Some of the money raised will likely be used to enhance capacity to over 1 million units across its facilities in Tamil Nadu and Maharashtra and develop new products, including affordable electric vehicles over the next decade.
The planned expansion will help the South Korean automaker compete with market leader Maruti Suzuki, which is investing about USD 5 billion to double production capacity to 4 million units per year by 2031.
Hyundai hopes to regain market share from increasingly formidable domestic rivals by launching a series of new SUVs. The SUV rollout will begin with its first India-made electric vehicle early next year and the launch of at least two gasoline-powered models tailored for the market starting in 2026, sources told Reuters last month.
The strategy of adding higher-margin offerings, pursued in tandem with Hyundai’s first listing outside South Korea, indicates its bullish outlook on the world’s third-largest car market as its China footprint shrinks and sales at home decline, Reuters reported. Hyundai’s sales in India have lagged only Maruti Suzuki’s, though a rapidly changing competitive landscape has seen domestic behemoths Tata Motors and Mahindra & Mahindra eat into its market share with new SUVs which, instead of once-favoured small cars, are the hottest selling vehicles.

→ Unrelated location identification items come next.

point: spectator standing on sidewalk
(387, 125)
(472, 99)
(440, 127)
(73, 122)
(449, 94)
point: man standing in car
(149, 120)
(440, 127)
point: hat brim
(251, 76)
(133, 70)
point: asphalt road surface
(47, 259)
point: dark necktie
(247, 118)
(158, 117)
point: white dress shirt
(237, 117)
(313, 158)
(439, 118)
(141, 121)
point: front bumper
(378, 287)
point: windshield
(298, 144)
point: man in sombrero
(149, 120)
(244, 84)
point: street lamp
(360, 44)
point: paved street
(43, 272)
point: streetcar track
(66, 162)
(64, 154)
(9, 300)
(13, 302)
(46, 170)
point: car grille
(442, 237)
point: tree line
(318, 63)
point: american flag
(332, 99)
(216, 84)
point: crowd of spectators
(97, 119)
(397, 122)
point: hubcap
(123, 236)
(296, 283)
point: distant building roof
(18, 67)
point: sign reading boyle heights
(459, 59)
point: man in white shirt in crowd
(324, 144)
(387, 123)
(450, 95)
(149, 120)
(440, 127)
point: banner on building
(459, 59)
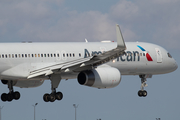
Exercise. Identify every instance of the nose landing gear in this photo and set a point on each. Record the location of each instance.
(11, 95)
(55, 80)
(142, 92)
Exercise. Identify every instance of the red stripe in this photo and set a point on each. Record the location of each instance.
(149, 57)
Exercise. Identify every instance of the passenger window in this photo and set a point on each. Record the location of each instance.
(169, 55)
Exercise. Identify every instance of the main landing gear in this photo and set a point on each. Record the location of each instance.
(142, 92)
(55, 80)
(11, 95)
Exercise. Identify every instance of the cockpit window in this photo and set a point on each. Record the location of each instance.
(169, 55)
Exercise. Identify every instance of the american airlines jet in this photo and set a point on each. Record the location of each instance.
(94, 64)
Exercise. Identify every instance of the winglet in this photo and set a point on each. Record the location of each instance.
(120, 40)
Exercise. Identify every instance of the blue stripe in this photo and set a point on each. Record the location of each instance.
(141, 48)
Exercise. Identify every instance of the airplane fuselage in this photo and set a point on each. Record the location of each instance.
(18, 59)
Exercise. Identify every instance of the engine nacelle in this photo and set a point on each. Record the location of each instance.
(28, 84)
(104, 77)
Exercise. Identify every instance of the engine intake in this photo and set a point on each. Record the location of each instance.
(104, 77)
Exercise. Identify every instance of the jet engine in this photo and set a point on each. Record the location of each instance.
(103, 77)
(25, 84)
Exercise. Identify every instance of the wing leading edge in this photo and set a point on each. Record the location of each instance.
(83, 63)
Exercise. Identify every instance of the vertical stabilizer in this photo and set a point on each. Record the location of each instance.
(120, 40)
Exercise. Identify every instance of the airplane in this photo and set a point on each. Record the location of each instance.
(94, 64)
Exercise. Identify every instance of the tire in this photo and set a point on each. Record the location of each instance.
(144, 93)
(4, 97)
(9, 97)
(52, 97)
(16, 95)
(140, 94)
(45, 97)
(59, 96)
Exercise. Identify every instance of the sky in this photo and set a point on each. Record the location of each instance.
(154, 21)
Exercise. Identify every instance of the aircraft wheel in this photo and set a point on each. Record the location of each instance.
(4, 97)
(16, 95)
(59, 95)
(45, 97)
(140, 93)
(9, 97)
(52, 97)
(144, 93)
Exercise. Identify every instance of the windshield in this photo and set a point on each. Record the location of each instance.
(169, 55)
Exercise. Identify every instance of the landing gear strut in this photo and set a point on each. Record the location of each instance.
(55, 80)
(11, 95)
(142, 92)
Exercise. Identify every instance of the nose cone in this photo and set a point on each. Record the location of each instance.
(174, 65)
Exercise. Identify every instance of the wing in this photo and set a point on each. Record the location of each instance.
(83, 63)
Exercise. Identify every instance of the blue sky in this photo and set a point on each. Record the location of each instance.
(155, 21)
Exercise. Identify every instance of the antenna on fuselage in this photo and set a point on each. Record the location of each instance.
(86, 40)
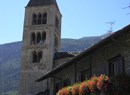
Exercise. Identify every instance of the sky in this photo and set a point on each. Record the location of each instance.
(80, 18)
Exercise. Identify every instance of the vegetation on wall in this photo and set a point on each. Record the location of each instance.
(101, 85)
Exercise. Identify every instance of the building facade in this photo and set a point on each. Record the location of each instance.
(41, 40)
(44, 69)
(111, 56)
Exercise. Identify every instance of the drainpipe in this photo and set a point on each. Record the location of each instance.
(90, 66)
(75, 66)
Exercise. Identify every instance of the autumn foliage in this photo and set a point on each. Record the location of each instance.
(94, 86)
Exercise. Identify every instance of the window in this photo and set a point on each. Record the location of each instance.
(38, 37)
(33, 38)
(57, 22)
(43, 36)
(39, 18)
(44, 18)
(56, 41)
(34, 19)
(39, 56)
(86, 74)
(34, 57)
(58, 86)
(66, 82)
(116, 66)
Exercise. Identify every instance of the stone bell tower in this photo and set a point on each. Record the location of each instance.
(41, 39)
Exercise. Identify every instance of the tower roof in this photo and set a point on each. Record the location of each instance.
(42, 3)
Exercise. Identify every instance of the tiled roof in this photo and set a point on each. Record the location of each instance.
(60, 55)
(84, 53)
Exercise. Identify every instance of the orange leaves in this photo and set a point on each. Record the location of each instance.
(92, 86)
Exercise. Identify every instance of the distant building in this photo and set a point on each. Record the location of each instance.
(45, 70)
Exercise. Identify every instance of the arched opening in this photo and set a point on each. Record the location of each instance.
(43, 36)
(33, 38)
(39, 18)
(34, 57)
(34, 19)
(57, 22)
(56, 41)
(39, 56)
(44, 18)
(38, 37)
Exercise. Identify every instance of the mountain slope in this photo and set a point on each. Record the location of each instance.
(10, 59)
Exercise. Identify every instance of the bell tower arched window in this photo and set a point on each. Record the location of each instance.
(44, 18)
(43, 36)
(34, 57)
(38, 37)
(34, 19)
(33, 38)
(56, 41)
(39, 56)
(39, 18)
(57, 22)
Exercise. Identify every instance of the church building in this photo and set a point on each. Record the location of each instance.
(45, 70)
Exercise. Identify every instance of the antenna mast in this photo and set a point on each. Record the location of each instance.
(126, 8)
(111, 25)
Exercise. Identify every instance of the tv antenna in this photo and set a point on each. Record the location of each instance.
(126, 8)
(111, 25)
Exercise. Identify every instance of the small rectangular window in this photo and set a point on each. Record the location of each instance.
(66, 82)
(116, 66)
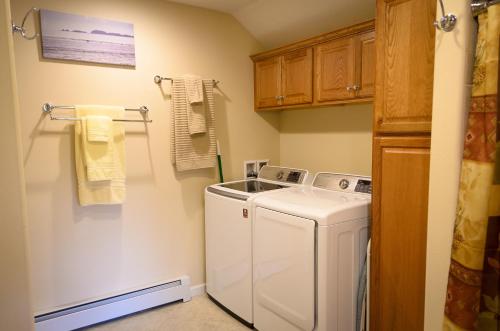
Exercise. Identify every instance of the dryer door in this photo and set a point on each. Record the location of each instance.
(284, 271)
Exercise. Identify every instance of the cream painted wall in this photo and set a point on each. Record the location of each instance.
(84, 253)
(453, 65)
(15, 307)
(328, 139)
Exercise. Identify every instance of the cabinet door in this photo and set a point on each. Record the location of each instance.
(296, 77)
(365, 65)
(405, 65)
(334, 70)
(268, 82)
(399, 232)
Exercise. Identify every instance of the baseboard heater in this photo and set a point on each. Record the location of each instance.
(113, 307)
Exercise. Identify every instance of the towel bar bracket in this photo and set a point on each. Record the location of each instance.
(158, 79)
(47, 108)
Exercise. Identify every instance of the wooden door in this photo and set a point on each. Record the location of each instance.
(365, 65)
(405, 65)
(399, 231)
(296, 77)
(268, 82)
(334, 70)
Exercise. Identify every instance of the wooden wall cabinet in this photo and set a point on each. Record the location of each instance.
(399, 231)
(284, 80)
(401, 153)
(343, 70)
(405, 65)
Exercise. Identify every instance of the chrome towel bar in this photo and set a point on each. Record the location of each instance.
(47, 108)
(158, 79)
(479, 6)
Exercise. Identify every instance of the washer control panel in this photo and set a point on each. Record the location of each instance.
(343, 183)
(281, 174)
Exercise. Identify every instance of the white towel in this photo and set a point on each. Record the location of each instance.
(194, 88)
(195, 107)
(191, 152)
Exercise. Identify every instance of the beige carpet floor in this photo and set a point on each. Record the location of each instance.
(199, 314)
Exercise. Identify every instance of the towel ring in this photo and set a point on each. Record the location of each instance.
(21, 29)
(447, 22)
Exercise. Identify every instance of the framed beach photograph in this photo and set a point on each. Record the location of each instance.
(89, 39)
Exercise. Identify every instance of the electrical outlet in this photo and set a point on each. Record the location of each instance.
(250, 169)
(261, 163)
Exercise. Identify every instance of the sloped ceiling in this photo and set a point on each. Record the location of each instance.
(277, 22)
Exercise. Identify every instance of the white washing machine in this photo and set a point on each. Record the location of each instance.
(228, 236)
(309, 245)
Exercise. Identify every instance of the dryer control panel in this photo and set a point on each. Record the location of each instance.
(282, 174)
(343, 183)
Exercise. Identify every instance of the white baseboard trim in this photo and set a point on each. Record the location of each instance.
(198, 290)
(113, 307)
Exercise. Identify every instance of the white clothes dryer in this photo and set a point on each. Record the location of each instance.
(228, 236)
(309, 245)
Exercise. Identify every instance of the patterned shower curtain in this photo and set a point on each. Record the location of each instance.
(472, 298)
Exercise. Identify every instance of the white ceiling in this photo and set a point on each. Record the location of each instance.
(277, 22)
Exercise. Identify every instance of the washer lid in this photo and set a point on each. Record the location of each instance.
(324, 206)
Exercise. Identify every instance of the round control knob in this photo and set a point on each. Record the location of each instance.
(280, 175)
(344, 183)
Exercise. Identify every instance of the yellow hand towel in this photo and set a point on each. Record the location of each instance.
(88, 156)
(99, 128)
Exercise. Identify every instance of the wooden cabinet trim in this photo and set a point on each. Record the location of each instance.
(298, 90)
(404, 66)
(310, 42)
(412, 147)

This has lowered Hyundai’s India market share to 14.6% from 17.5% four years ago, while Tata’s share has nearly tripled to 14% over the same period. The next biggest foreign rival, Toyota, has seen its share rise to 6% from 4%. “Hyundai is in a tough spot,” V G Ramakrishnan, managing partner at consultancy Avanteum, told Reuters. “Its primary focus should be on how to retain market share and the only way to do that is with a faster product roll-out.”
The introduction of Hyundai’s India-made electric SUV in 2025 will be followed by four more EVs through the end of the decade as it evaluates plans to make the country a regional EV export hub, sources told Reuters. Hyundai will also launch hybrid cars in India amid a broader strategy to boost global sales by 30% by 2030, unveiled on Wednesday, contributing to its plan of selling higher-priced vehicles in the country to increase margins.
Hyundai has said it would continue this “premiumisation” strategy, which has helped it record some of the highest profit margins among peers in India but has come at the cost of volumes. The automaker will need to maintain a fine balance between market share and margins after its listing, Ramakrishnan told Reuters. “If there is a drop in either one, the company can be questioned by shareholders,” he said. Hyundai’s shrinking market share has come despite hitting its highest-ever sales in India last fiscal year.